How to check that a number is a prime in MATLAB using "while"

Question

I want to check that a number is a prime using the command "while", so the first thing I've got in mind was this code:

x=5;
y=2:sqrt(x);

while rem(x,y)~=0
disp('this number is prime')    

end

The thing is that I know that the "disp" inside the while loop will tell me every time that the number is prime, and I don't want that. I was trying to fix the following code for instance and get the result:

%example of repeated if's

%check if an integer is prime

x=3;

prime=1;
divisors=[];%keep track of divisors
for i=2:sqrt(x)
    if rem(x,i)==0
        prime=0;
        divisors=[divisors,i];
    end
end

if prime==1
    disp('the number is prime')
else
    disp('the number is not prime')
    disp(divisors)
end

but I don't know how to do it. Can someone help me to fix this problem please?.

NOTE: I think that for someone like me (a beginner in MATLAB ) is easier to think in the second code at first, because the problem with the first code is once you know that you want to check the remainder with every number before the one you are given to check what is supposed to be in the while loop instead of "disp('this number is prime')"

Answer 1

A nicer way using a variation of the trial division, extended to use wheel factorization, which is time-efficient only for smaller inputs:

function result = is_prime(num)
    num = abs(num);
    if (mod(num, 2) == 0 && num > 2) || (mod(num, 3) == 0 && num > 3)
        result = 0;
    end
    i = 5;
    while i * i <= num
        if (mod(num, i) == 0 || mod(num, (i + 2)) == 0)
            result = 0;
            break
        else
            i = i + 6;
        end
    end
    result = 1;
end

This is significantly more efficient than the naive approach.

Answer 2

There is no need to check all numbers up to given number. It could be proved that the dividable number have to be less than sqrt of the given number. you can find a proof here.

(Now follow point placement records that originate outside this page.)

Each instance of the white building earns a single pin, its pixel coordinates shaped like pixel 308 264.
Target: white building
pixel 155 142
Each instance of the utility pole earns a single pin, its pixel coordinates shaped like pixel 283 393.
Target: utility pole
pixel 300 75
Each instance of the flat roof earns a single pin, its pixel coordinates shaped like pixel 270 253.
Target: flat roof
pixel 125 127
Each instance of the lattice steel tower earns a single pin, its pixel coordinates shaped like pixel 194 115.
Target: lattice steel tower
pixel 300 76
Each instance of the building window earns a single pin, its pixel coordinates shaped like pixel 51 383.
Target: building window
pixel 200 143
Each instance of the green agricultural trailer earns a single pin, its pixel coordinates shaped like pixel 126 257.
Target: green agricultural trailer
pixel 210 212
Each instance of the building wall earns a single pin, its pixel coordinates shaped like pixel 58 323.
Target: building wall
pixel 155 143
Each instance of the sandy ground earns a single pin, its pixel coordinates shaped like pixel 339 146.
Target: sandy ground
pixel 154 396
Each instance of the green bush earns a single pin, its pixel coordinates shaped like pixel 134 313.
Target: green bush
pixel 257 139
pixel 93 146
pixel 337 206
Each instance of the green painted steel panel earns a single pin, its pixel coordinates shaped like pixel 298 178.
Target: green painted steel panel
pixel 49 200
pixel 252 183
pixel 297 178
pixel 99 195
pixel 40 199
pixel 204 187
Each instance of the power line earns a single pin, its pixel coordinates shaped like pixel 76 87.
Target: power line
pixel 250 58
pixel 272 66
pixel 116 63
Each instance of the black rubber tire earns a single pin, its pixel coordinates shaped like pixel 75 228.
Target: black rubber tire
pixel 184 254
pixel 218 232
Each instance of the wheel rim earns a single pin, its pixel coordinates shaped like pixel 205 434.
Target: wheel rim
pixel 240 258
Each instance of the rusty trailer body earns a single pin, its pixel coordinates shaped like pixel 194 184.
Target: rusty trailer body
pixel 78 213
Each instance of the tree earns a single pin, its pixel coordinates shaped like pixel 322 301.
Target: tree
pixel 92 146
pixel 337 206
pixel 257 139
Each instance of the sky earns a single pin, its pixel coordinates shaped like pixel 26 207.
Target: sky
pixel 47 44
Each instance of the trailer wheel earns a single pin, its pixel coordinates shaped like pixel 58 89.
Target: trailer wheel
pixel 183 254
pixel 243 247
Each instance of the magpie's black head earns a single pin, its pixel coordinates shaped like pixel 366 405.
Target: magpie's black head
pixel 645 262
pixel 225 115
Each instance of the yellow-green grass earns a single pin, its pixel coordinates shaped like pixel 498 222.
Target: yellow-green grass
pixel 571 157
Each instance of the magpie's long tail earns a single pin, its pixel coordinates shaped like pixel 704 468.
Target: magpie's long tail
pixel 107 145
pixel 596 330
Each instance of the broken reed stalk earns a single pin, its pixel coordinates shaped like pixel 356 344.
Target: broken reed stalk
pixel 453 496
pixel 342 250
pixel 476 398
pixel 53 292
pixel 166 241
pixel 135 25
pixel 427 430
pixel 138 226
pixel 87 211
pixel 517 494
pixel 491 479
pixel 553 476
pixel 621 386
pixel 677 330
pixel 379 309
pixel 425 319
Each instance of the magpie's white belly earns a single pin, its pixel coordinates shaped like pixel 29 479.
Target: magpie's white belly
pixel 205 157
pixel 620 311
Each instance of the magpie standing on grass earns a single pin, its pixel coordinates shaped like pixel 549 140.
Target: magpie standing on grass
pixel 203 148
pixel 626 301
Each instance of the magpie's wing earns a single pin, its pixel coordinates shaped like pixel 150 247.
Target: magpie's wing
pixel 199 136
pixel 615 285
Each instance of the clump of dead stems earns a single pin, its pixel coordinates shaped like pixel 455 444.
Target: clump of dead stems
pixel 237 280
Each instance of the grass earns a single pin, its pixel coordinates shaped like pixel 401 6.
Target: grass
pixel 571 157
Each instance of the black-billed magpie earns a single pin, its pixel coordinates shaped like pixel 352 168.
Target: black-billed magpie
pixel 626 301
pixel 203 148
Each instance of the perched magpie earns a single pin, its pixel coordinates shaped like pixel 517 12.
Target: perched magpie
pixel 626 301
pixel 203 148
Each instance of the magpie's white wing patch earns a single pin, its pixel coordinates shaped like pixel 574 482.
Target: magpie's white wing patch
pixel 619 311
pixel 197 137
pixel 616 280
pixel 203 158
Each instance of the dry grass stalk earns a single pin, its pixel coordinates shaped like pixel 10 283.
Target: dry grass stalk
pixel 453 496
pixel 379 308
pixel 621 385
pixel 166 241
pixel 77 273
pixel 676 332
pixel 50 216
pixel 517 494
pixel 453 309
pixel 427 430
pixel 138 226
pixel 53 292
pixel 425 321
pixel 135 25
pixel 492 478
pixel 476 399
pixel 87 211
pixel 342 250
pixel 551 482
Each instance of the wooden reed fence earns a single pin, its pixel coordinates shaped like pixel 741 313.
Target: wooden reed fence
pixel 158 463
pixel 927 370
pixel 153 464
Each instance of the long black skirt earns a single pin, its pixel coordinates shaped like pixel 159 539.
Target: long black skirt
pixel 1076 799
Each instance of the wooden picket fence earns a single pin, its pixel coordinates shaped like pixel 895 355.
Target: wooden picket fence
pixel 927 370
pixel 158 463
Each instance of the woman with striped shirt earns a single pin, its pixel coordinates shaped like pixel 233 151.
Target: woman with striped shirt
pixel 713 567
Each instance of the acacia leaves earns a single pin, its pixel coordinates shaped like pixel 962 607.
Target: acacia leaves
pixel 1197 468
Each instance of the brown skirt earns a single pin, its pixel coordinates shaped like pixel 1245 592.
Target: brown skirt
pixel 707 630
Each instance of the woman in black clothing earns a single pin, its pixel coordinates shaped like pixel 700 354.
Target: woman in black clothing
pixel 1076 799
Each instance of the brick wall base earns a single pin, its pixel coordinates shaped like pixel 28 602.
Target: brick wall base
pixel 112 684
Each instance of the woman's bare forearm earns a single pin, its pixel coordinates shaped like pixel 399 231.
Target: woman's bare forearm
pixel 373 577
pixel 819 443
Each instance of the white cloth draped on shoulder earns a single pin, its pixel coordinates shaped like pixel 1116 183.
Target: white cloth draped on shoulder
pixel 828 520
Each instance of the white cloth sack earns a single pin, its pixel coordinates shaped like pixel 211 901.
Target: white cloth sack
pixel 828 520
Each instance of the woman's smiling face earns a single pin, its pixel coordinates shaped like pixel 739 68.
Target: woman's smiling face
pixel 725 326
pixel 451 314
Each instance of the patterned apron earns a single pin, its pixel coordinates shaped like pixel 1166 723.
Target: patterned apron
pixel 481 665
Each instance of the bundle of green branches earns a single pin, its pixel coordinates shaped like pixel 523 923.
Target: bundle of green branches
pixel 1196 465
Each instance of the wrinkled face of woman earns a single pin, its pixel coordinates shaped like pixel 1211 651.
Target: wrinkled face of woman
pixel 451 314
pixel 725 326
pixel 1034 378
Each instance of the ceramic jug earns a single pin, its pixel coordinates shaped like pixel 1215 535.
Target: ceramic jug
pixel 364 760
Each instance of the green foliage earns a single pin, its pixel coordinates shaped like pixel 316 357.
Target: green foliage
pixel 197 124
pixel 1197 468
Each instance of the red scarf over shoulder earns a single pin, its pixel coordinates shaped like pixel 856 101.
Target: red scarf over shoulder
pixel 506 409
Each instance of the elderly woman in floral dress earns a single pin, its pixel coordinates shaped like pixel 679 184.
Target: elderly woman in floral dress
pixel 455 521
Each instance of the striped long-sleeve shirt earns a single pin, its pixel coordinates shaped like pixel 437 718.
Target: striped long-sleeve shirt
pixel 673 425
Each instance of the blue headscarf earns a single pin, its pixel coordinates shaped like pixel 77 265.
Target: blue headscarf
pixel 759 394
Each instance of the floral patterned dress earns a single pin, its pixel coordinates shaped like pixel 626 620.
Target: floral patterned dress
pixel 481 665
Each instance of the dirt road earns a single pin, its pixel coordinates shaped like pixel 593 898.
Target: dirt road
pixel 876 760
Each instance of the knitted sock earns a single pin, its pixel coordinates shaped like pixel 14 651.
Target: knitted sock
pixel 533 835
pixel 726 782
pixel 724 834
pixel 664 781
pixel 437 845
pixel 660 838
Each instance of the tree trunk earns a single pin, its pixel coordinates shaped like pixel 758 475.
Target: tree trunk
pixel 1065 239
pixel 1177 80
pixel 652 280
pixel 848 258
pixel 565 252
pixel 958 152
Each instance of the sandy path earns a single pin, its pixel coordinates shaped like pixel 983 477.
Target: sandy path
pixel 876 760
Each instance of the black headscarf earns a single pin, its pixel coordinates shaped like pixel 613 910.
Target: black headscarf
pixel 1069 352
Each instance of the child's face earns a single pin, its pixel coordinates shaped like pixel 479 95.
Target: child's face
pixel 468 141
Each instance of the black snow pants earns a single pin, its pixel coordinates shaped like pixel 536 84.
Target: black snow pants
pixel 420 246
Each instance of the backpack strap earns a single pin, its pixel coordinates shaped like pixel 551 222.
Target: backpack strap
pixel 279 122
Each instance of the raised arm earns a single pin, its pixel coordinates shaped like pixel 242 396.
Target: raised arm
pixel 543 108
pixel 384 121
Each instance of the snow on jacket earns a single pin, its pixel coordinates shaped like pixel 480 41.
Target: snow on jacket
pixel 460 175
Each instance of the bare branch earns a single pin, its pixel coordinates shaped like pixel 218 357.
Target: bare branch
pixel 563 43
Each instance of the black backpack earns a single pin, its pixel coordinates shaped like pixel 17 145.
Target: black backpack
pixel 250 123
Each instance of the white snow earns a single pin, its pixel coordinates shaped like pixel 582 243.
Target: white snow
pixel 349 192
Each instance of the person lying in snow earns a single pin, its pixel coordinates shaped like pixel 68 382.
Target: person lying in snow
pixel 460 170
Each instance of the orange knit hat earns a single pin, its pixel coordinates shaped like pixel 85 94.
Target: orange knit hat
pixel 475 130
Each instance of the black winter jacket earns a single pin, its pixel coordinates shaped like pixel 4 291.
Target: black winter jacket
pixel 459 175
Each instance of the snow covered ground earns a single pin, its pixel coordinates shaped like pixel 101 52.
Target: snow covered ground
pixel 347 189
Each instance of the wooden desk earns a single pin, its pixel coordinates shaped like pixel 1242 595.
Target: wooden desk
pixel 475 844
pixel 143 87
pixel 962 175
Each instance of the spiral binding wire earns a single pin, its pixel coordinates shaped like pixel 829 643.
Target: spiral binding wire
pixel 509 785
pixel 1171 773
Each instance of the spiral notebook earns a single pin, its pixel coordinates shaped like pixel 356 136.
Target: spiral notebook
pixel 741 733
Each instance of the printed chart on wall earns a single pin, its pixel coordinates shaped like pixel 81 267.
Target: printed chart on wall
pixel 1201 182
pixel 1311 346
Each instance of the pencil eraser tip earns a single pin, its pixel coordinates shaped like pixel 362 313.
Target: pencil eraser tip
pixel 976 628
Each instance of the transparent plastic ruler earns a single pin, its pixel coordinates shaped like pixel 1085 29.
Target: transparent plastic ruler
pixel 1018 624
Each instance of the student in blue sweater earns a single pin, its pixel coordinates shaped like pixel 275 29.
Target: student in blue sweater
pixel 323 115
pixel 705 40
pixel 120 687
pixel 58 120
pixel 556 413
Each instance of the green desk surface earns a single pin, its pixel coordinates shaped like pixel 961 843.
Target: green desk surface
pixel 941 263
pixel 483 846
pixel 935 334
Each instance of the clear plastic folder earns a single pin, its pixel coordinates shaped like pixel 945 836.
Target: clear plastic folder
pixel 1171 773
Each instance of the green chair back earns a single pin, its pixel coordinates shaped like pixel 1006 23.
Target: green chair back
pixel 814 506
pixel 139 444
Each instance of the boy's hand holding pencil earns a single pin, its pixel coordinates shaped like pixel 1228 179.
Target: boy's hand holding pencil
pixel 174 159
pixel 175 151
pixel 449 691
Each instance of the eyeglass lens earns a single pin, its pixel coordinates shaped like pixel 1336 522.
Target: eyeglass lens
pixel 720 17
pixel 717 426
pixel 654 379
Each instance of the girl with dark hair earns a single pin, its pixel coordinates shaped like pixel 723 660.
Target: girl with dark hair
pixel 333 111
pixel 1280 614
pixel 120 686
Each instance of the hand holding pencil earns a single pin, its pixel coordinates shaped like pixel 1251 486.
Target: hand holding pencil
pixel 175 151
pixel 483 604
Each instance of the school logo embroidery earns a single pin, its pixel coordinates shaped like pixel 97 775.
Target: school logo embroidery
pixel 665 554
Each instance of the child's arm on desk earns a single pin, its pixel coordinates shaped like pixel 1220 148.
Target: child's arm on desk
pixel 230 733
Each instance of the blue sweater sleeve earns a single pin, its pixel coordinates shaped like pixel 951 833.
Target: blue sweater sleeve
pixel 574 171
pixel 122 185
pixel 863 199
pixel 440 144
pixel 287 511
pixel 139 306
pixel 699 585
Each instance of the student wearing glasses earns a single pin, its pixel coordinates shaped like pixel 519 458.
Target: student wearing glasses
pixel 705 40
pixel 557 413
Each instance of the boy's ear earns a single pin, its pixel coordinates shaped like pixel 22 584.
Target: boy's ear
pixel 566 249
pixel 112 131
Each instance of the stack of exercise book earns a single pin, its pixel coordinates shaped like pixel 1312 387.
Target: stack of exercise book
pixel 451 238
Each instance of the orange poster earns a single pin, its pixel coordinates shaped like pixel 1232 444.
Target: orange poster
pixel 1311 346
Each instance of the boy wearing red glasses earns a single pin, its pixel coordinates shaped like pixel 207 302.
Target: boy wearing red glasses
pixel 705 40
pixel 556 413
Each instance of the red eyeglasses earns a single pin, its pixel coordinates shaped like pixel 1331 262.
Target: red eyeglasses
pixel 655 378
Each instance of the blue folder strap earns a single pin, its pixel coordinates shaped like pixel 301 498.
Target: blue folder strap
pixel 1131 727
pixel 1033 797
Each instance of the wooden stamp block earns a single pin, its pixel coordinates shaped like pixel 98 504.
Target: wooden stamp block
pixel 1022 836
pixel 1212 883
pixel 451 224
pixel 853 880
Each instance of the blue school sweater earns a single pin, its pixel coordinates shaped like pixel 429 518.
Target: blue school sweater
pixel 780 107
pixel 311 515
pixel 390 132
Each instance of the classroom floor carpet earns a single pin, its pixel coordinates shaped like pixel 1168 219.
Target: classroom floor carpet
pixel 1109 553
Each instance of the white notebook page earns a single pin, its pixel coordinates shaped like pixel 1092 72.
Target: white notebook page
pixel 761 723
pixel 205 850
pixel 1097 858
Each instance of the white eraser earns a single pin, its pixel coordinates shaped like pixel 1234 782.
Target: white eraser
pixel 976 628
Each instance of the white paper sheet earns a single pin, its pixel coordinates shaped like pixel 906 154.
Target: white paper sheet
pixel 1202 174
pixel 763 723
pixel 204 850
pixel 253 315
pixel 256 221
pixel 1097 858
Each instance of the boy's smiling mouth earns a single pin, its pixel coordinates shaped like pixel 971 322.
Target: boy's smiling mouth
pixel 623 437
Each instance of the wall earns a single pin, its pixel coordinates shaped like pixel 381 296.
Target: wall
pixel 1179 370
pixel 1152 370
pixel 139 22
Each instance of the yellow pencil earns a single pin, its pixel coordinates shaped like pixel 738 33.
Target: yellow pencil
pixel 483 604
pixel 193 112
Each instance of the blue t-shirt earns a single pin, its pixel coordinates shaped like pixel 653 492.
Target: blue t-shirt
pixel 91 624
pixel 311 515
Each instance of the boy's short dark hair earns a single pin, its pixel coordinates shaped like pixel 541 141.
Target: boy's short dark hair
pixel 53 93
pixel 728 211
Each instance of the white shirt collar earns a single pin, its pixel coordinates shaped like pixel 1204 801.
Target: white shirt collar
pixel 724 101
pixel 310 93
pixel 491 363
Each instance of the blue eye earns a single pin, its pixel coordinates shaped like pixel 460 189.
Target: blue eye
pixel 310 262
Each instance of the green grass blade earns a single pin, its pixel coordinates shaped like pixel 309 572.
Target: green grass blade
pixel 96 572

So, you can speed up your code with the following code :

x=5;
y=2; 
isprime=true;
while (y<=sqrt(x))
   if(rem(x,y)==0)
      isprime=false;
      break;    
   end
   y = y + 1;
end

for x=5

The number is prime

for x=1000

The number is not prime

for example for a number like 10000 you will have 10000/100=100x speedup.

Answer 3

The first line of thinking is way easier.... remember what the definition of a prime number is: A prime number is prime if it can only be divisible by itself and 1. Therefore, from the number 2 up to the number, if there is at least one number that has remainder when dividing this number with the one in question, the number is not prime.

Basically, the while loop will keep incrementing up until the number or if the number has a remainder with a divisor that is being tested. Once the loop breaks, check the loop counter and see if it's equal to the number in question. If it is, then it's prime.

Something like this:

x=5;
y=2; %// Change

while rem(x,y)~=0
    y = y + 1;
end

if y == x
    disp('The number is prime');
else
    disp('The number is not prime');
end

y should not be a vector. Initialize it to 2 as that is the first number you're checking against for the remainder. As such, starting with y = 2, we check for the remainder of dividing x by y and if it isn't 0 (i.e. this not a divisor that divides into x), then check the next number by incrementing y by 1. We keep incrementing until either:

1. There is a divisor that divides into x
2. We have checked all numbers from y=2 up to y=x and the remainder check has failed.

So if you check this code for any prime number, it should work.... but I do warn you that using large prime numbers will make this slow. Now, situation 1 is when this is not a prime number and situation 2 is when it is a prime number.

It works for x = 5:

The number is prime

... also for x = 17:

The number is prime

... but certainly not for x = 8

The number is not prime

.... or x = 15:

The number is not prime

This is the brute force way to check if a number is prime. There are computationally efficient algorithms for checking this, such as the Euclidean Algorithm.... or if you want to use MATLAB directly, there is a function called isprime that checks every value in an vector or matrix whether each value is prime.